Accelerated Sequential Posterior Inference via Reuse for Gravitational-Wave Analyses
Michael J. Williams
TL;DR
The paper tackles the computational bottleneck of reanalyzing gravitational-wave events under different models by reusing existing results with ASPIRE, which couples a normalizing-flow density estimator with a generalized sequential Monte Carlo that evolves from the flow to the true posterior under a new model. It preserves unbiasedness and reproduces full Bayesian results when changing waveform models or adding physics such as spin precession and orbital eccentricity, with $4$–$10\times$ reductions in likelihood evaluations per sample. The authors validate the approach with simulated injections and real data (e.g., GW150914), including P–P tests showing unbiased posteriors and robust evidence estimates. The framework enables scalable waveform-systematics studies and catalog updates, and is released as open-source software to support rapid, unbiased reanalyses across gravitational-wave astronomy and beyond.
Abstract
We introduce Accelerated Sequential Posterior Inference via Reuse (ASPIRE), a broadly applicable framework that transforms existing posterior samples and Bayesian evidence estimates into unbiased results under alternative models without rerunning the original analysis. ASPIRE combines normalizing flows with a generalized Sequential Monte Carlo scheme, enabling efficient updates of existing results and reducing the computational cost of reanalyses by 4-10 times.
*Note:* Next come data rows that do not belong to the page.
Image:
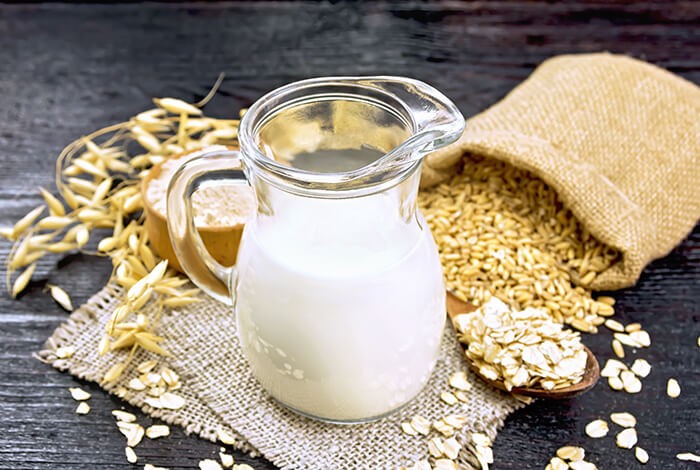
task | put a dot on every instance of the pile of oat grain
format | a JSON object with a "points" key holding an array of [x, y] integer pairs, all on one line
{"points": [[502, 231]]}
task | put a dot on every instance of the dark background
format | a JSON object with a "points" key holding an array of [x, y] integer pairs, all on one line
{"points": [[66, 70]]}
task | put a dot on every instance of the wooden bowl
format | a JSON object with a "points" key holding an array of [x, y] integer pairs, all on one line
{"points": [[221, 242]]}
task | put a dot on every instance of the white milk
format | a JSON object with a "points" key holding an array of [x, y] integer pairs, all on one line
{"points": [[340, 305]]}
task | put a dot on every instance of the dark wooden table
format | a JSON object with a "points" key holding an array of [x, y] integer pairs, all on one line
{"points": [[66, 70]]}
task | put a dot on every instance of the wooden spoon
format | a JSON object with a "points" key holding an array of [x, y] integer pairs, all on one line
{"points": [[455, 306]]}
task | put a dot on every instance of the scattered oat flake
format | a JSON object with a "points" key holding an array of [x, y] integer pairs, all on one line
{"points": [[449, 398], [597, 429], [630, 382], [124, 416], [452, 448], [558, 464], [614, 325], [146, 366], [408, 429], [582, 465], [612, 368], [627, 438], [420, 424], [456, 421], [688, 456], [83, 408], [157, 430], [61, 297], [436, 448], [571, 453], [79, 394], [618, 349], [225, 437], [615, 383], [226, 459], [443, 428], [136, 384], [459, 381], [673, 388], [624, 419], [209, 464], [131, 456], [641, 367], [171, 401], [445, 464], [481, 439], [641, 454]]}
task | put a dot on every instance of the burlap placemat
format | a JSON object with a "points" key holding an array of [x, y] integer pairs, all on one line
{"points": [[221, 391], [617, 138]]}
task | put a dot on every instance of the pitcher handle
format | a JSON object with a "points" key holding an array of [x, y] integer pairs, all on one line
{"points": [[224, 165]]}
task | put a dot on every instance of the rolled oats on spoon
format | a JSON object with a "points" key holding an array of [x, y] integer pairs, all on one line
{"points": [[524, 352]]}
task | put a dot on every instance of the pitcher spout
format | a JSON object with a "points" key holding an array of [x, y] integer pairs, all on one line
{"points": [[340, 135]]}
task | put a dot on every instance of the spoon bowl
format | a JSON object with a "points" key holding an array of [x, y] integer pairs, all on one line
{"points": [[456, 307]]}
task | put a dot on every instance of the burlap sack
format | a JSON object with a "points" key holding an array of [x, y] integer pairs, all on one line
{"points": [[617, 138]]}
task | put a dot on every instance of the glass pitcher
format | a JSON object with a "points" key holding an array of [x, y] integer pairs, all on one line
{"points": [[338, 290]]}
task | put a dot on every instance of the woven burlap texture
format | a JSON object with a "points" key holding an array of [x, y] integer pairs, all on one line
{"points": [[617, 138], [221, 391]]}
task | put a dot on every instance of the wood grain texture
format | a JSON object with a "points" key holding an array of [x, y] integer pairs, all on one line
{"points": [[68, 69]]}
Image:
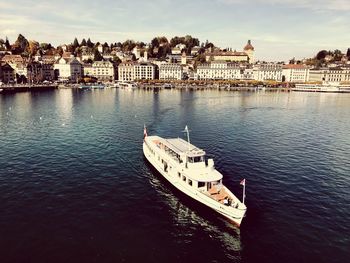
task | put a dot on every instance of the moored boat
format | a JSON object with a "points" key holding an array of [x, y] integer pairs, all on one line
{"points": [[127, 85], [324, 87], [93, 86], [185, 167]]}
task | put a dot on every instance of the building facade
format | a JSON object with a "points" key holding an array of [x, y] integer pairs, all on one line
{"points": [[295, 73], [68, 69], [130, 71], [8, 74], [145, 70], [269, 71], [218, 70], [170, 71], [103, 70], [126, 71], [338, 74]]}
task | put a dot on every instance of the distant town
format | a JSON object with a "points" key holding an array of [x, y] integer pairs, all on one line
{"points": [[177, 59]]}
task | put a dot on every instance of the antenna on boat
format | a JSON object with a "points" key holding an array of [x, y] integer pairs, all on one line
{"points": [[188, 136]]}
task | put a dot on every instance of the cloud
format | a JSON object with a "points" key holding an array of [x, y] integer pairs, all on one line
{"points": [[316, 5]]}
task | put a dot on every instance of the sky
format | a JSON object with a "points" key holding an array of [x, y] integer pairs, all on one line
{"points": [[279, 29]]}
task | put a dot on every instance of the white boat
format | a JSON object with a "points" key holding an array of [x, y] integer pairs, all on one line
{"points": [[185, 167], [126, 85], [324, 87], [92, 86]]}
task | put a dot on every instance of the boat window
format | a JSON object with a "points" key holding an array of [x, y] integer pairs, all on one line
{"points": [[201, 184], [196, 159]]}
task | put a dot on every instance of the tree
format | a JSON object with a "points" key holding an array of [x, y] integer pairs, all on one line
{"points": [[33, 47], [7, 44], [20, 45], [75, 43], [321, 54], [89, 43], [155, 42], [83, 42], [97, 55], [116, 60]]}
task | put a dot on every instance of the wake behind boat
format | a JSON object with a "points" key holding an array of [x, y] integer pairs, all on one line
{"points": [[184, 166]]}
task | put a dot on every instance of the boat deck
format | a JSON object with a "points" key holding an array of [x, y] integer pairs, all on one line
{"points": [[218, 195]]}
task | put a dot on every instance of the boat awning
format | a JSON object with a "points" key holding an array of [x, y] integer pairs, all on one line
{"points": [[179, 146], [210, 176]]}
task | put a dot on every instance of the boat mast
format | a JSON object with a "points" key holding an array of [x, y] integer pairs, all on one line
{"points": [[188, 137]]}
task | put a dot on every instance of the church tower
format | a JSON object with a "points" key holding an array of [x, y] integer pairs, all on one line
{"points": [[249, 50]]}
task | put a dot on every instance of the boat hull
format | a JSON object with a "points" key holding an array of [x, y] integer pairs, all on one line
{"points": [[234, 215]]}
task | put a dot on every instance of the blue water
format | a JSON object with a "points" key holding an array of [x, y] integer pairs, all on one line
{"points": [[75, 187]]}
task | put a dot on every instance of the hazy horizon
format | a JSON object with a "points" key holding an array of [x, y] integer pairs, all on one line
{"points": [[279, 30]]}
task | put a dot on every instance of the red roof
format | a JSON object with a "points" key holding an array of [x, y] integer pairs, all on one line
{"points": [[294, 66]]}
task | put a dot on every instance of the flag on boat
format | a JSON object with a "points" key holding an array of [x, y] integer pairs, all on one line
{"points": [[144, 132]]}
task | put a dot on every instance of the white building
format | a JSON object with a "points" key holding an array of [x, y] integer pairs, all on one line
{"points": [[270, 71], [170, 71], [48, 71], [126, 71], [103, 70], [87, 55], [317, 75], [295, 73], [218, 70], [338, 74], [68, 69], [130, 71], [145, 70]]}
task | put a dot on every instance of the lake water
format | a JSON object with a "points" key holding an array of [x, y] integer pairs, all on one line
{"points": [[75, 187]]}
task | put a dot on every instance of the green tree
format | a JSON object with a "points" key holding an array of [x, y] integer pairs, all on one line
{"points": [[83, 42], [20, 45], [116, 60], [89, 43], [75, 43], [97, 55], [7, 44], [321, 54]]}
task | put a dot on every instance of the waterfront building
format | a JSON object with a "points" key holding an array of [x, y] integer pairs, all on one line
{"points": [[195, 50], [144, 70], [13, 59], [137, 52], [87, 55], [249, 50], [8, 74], [338, 74], [87, 70], [68, 69], [268, 71], [48, 71], [48, 59], [317, 75], [170, 71], [218, 70], [295, 73], [34, 72], [130, 71], [103, 70], [233, 56], [247, 73], [126, 71]]}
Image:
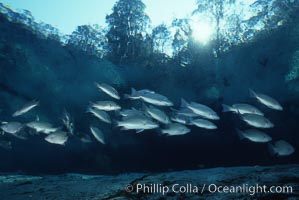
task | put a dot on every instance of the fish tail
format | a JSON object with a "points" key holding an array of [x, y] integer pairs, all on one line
{"points": [[184, 103], [227, 108], [116, 123], [133, 91], [97, 84], [271, 149], [252, 93], [240, 134], [127, 96]]}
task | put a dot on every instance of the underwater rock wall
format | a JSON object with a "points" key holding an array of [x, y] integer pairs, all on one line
{"points": [[196, 184], [63, 78]]}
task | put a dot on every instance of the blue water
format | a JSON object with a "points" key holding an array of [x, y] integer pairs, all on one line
{"points": [[62, 78]]}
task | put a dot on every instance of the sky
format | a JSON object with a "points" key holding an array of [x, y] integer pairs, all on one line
{"points": [[66, 15]]}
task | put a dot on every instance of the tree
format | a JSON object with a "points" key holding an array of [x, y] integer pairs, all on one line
{"points": [[161, 39], [127, 26], [217, 10], [90, 39], [181, 41]]}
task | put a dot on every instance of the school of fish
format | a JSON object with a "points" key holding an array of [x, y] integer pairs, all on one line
{"points": [[157, 112]]}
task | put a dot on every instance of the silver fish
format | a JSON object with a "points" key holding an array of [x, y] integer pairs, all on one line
{"points": [[27, 107], [182, 119], [68, 122], [185, 112], [202, 123], [254, 135], [97, 134], [157, 114], [59, 137], [106, 105], [200, 110], [281, 148], [257, 121], [108, 90], [150, 97], [266, 100], [242, 109], [176, 129], [131, 112], [11, 127], [139, 123], [43, 127], [100, 114]]}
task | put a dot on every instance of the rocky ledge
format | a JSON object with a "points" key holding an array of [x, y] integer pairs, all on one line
{"points": [[257, 182]]}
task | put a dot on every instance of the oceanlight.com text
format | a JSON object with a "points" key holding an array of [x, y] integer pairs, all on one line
{"points": [[208, 188]]}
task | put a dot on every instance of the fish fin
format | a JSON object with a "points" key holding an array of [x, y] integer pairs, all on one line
{"points": [[240, 134], [127, 96], [173, 109], [184, 103], [133, 91], [227, 108], [123, 129], [144, 107], [252, 93], [271, 149], [139, 130], [97, 84], [115, 123], [117, 112], [89, 110]]}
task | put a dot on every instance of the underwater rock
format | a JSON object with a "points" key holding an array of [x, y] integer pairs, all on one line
{"points": [[192, 184], [294, 69]]}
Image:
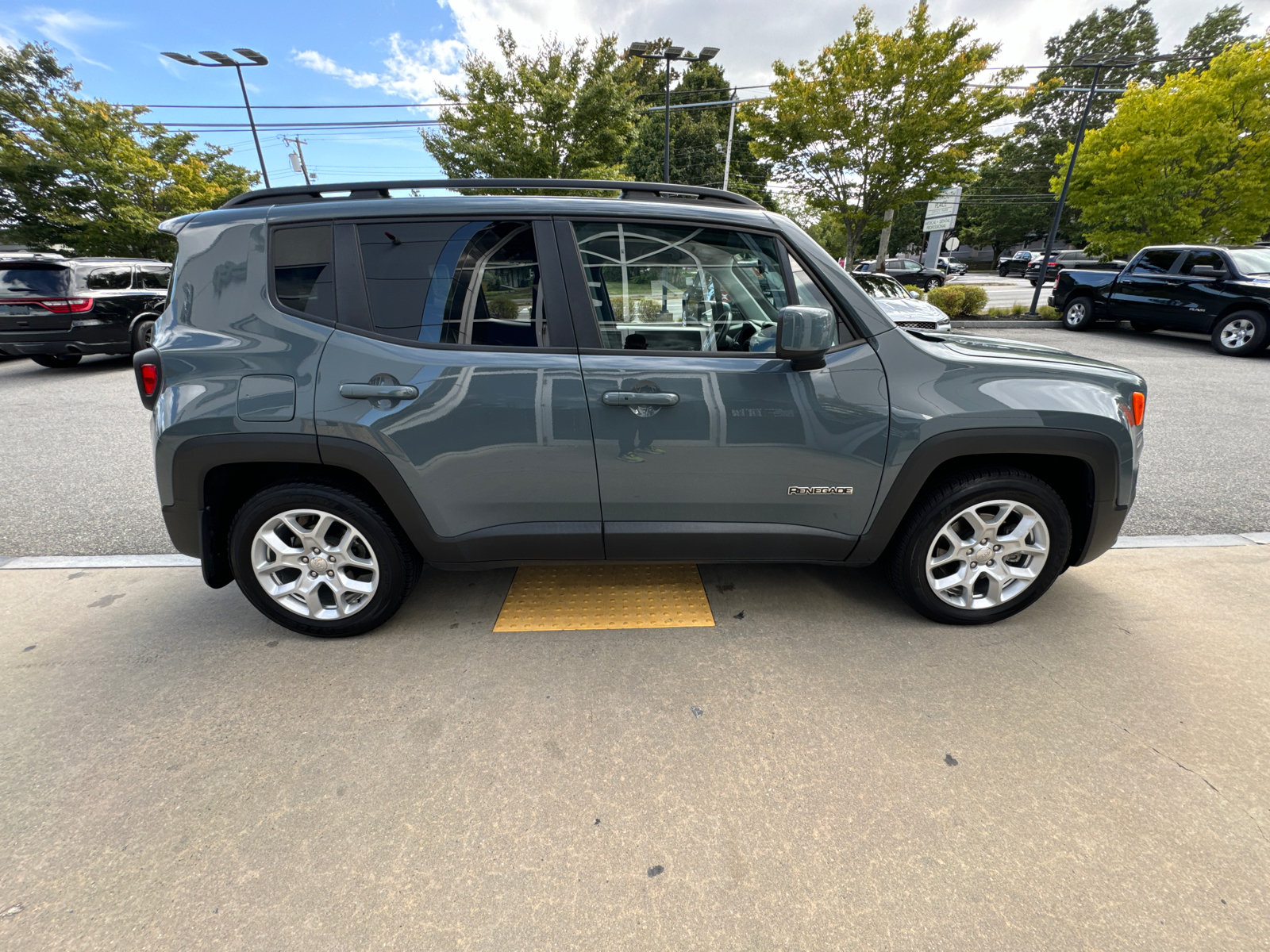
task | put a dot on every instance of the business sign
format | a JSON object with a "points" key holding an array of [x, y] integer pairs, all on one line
{"points": [[941, 209]]}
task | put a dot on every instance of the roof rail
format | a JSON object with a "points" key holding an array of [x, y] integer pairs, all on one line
{"points": [[357, 190]]}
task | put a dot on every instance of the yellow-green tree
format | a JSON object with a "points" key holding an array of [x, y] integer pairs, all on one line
{"points": [[880, 120], [1184, 162], [89, 175]]}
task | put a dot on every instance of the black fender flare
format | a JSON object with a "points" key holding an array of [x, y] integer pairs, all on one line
{"points": [[1096, 451]]}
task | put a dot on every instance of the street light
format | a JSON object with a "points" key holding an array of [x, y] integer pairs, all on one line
{"points": [[671, 54], [220, 60]]}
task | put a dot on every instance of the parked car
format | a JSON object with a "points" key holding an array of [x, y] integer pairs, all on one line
{"points": [[910, 272], [55, 310], [1015, 263], [356, 384], [1071, 258], [903, 306], [1216, 290]]}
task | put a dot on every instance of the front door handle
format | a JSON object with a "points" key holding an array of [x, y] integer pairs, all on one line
{"points": [[626, 397], [378, 391]]}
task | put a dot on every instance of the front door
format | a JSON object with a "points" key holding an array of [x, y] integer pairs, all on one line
{"points": [[708, 446], [491, 429]]}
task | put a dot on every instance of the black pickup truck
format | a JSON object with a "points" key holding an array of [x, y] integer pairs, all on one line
{"points": [[1221, 291]]}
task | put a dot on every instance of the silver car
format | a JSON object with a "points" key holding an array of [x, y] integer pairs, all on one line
{"points": [[903, 306]]}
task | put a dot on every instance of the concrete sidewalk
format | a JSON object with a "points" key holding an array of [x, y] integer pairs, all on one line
{"points": [[823, 770]]}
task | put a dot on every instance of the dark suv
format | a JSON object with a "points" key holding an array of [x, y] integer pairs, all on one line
{"points": [[55, 310], [349, 380]]}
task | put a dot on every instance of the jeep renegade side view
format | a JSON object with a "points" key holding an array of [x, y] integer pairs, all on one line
{"points": [[349, 381]]}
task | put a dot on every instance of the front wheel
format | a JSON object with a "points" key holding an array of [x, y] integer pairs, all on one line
{"points": [[1240, 334], [321, 560], [56, 361], [982, 546], [1079, 314]]}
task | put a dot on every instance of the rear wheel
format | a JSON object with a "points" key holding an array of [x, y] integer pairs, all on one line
{"points": [[981, 547], [321, 560], [56, 361], [1240, 334], [1079, 314]]}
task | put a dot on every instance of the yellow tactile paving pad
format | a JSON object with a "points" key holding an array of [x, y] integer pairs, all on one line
{"points": [[579, 597]]}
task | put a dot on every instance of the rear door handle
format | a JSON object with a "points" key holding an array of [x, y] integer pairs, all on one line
{"points": [[626, 397], [378, 391]]}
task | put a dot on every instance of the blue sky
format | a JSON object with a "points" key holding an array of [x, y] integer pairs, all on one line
{"points": [[384, 54]]}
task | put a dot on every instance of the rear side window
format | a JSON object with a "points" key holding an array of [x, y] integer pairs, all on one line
{"points": [[110, 279], [36, 279], [304, 277], [152, 277], [455, 282], [1156, 262]]}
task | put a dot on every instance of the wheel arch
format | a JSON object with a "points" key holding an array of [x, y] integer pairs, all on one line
{"points": [[1081, 466]]}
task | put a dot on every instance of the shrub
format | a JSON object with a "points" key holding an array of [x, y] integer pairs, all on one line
{"points": [[948, 298]]}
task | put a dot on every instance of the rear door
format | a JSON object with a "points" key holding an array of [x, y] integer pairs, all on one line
{"points": [[1147, 291], [708, 446], [493, 440]]}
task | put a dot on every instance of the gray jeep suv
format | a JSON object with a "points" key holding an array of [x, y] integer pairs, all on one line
{"points": [[352, 380]]}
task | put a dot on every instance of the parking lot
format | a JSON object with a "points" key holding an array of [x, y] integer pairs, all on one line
{"points": [[819, 770]]}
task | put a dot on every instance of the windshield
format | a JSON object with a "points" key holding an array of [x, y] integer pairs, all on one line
{"points": [[880, 286], [51, 279], [1251, 260]]}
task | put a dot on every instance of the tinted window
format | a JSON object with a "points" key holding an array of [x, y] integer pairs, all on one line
{"points": [[1210, 258], [150, 276], [664, 287], [471, 282], [110, 279], [35, 279], [1156, 262]]}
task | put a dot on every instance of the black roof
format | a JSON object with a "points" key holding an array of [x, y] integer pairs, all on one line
{"points": [[360, 190]]}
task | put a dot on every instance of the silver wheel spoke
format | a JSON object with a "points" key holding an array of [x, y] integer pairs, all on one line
{"points": [[300, 585], [1003, 528]]}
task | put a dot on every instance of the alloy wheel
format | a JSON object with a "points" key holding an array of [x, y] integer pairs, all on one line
{"points": [[987, 554], [315, 564]]}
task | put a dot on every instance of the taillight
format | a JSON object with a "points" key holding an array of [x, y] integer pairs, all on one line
{"points": [[67, 305]]}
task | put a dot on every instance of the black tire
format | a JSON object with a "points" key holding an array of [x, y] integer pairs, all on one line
{"points": [[941, 505], [393, 554], [1079, 314], [57, 361], [143, 334], [1240, 334]]}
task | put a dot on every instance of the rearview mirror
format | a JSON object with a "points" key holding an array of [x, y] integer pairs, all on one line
{"points": [[803, 334], [1206, 271]]}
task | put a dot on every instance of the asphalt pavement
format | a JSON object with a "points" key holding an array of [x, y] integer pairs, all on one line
{"points": [[76, 473], [822, 771]]}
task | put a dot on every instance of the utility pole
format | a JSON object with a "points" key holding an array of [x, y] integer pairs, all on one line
{"points": [[300, 155]]}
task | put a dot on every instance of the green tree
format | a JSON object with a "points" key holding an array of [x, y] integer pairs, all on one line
{"points": [[563, 113], [880, 120], [1184, 162], [89, 175], [698, 137]]}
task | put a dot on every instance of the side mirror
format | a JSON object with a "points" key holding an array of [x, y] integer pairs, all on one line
{"points": [[803, 334]]}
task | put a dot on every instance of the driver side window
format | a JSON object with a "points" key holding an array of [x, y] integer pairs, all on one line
{"points": [[683, 287]]}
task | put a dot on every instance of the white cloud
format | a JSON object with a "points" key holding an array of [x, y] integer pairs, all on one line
{"points": [[60, 25], [749, 35]]}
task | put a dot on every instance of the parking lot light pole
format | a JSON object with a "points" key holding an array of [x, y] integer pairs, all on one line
{"points": [[671, 54], [220, 60]]}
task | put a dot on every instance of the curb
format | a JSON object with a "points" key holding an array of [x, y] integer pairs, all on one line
{"points": [[179, 562]]}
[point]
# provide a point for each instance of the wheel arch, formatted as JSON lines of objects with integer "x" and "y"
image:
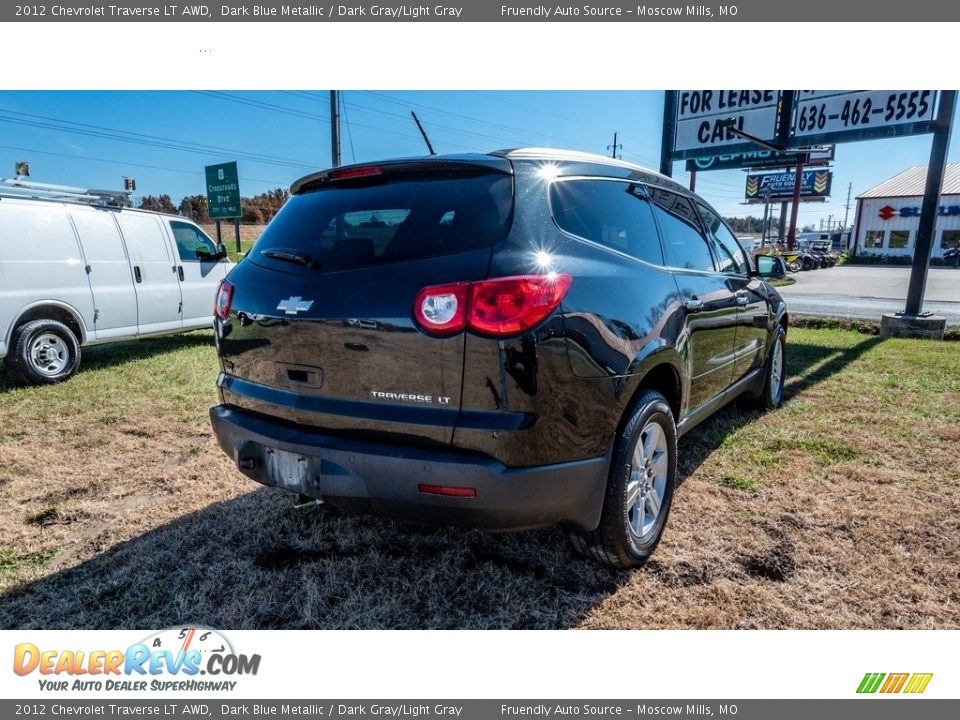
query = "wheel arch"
{"x": 49, "y": 310}
{"x": 660, "y": 369}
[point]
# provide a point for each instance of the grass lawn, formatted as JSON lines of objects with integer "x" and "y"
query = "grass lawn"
{"x": 841, "y": 510}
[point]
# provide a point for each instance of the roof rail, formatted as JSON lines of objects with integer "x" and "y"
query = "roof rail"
{"x": 103, "y": 198}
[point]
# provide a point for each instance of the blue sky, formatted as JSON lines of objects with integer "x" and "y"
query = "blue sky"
{"x": 164, "y": 138}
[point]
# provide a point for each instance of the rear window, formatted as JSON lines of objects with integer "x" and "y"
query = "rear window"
{"x": 356, "y": 225}
{"x": 613, "y": 213}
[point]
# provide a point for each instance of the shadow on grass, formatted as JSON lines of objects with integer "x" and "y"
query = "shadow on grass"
{"x": 98, "y": 357}
{"x": 257, "y": 562}
{"x": 807, "y": 365}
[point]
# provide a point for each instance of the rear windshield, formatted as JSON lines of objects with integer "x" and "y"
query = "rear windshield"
{"x": 359, "y": 225}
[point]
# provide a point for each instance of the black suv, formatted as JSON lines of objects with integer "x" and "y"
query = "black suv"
{"x": 500, "y": 341}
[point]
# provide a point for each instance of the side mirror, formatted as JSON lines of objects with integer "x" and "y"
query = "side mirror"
{"x": 771, "y": 267}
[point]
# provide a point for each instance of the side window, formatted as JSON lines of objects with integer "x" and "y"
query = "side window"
{"x": 683, "y": 243}
{"x": 613, "y": 213}
{"x": 730, "y": 256}
{"x": 192, "y": 244}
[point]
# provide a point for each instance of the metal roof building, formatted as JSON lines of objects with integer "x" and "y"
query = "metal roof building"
{"x": 888, "y": 214}
{"x": 910, "y": 183}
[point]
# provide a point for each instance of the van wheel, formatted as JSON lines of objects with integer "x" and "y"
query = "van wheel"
{"x": 43, "y": 352}
{"x": 640, "y": 487}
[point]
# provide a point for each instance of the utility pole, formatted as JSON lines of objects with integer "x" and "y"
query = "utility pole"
{"x": 846, "y": 214}
{"x": 334, "y": 128}
{"x": 613, "y": 148}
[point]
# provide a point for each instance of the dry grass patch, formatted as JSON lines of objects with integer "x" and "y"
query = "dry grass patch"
{"x": 841, "y": 510}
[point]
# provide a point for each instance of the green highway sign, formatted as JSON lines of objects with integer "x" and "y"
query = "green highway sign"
{"x": 223, "y": 191}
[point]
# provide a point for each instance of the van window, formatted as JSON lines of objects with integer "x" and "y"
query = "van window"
{"x": 36, "y": 231}
{"x": 394, "y": 218}
{"x": 683, "y": 244}
{"x": 609, "y": 212}
{"x": 192, "y": 244}
{"x": 98, "y": 231}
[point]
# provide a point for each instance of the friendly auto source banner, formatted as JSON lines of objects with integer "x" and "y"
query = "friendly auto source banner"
{"x": 779, "y": 186}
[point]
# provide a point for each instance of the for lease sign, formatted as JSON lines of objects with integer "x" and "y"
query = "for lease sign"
{"x": 704, "y": 118}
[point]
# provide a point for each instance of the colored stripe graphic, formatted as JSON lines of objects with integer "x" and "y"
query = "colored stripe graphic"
{"x": 894, "y": 682}
{"x": 918, "y": 683}
{"x": 870, "y": 682}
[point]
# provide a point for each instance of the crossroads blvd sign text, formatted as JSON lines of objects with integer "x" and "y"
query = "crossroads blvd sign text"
{"x": 223, "y": 191}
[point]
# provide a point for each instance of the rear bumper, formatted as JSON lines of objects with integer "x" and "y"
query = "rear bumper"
{"x": 385, "y": 479}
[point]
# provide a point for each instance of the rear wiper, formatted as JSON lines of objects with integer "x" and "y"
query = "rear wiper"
{"x": 291, "y": 256}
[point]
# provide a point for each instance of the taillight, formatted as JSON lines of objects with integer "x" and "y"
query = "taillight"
{"x": 356, "y": 172}
{"x": 503, "y": 306}
{"x": 507, "y": 306}
{"x": 221, "y": 308}
{"x": 442, "y": 309}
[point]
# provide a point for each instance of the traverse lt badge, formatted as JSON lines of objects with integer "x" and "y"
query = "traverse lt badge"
{"x": 294, "y": 305}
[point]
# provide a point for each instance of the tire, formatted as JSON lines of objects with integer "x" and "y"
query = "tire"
{"x": 644, "y": 467}
{"x": 774, "y": 373}
{"x": 43, "y": 352}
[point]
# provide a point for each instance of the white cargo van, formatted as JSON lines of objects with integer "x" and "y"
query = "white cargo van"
{"x": 77, "y": 268}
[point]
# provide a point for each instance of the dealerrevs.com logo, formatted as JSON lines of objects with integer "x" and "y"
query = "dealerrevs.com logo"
{"x": 180, "y": 659}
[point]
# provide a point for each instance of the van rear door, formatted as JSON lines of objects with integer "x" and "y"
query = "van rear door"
{"x": 108, "y": 271}
{"x": 199, "y": 270}
{"x": 154, "y": 273}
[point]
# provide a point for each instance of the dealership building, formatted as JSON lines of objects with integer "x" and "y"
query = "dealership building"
{"x": 888, "y": 215}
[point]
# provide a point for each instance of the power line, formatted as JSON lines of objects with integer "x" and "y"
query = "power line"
{"x": 282, "y": 109}
{"x": 467, "y": 118}
{"x": 132, "y": 164}
{"x": 353, "y": 155}
{"x": 106, "y": 133}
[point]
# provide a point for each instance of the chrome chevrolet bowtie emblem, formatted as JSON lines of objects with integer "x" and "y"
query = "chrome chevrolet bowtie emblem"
{"x": 294, "y": 305}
This addresses a growing problem in gravitational-wave astronomy, where events must be repeatedly reanalyzed under different models or physical hypotheses. We show that ASPIRE reproduces full Bayesian results when switching waveform models or adding physical effects such as spin precession and orbital eccentricity. With this statistical robustness, ASPIRE turns repeated reanalyses into fast, reliable updatespaving the way for systematic studies of waveform systematics, scalable reanalyses across large event catalogs, and broadly applicable Bayesian reanalysis across other scientific domains.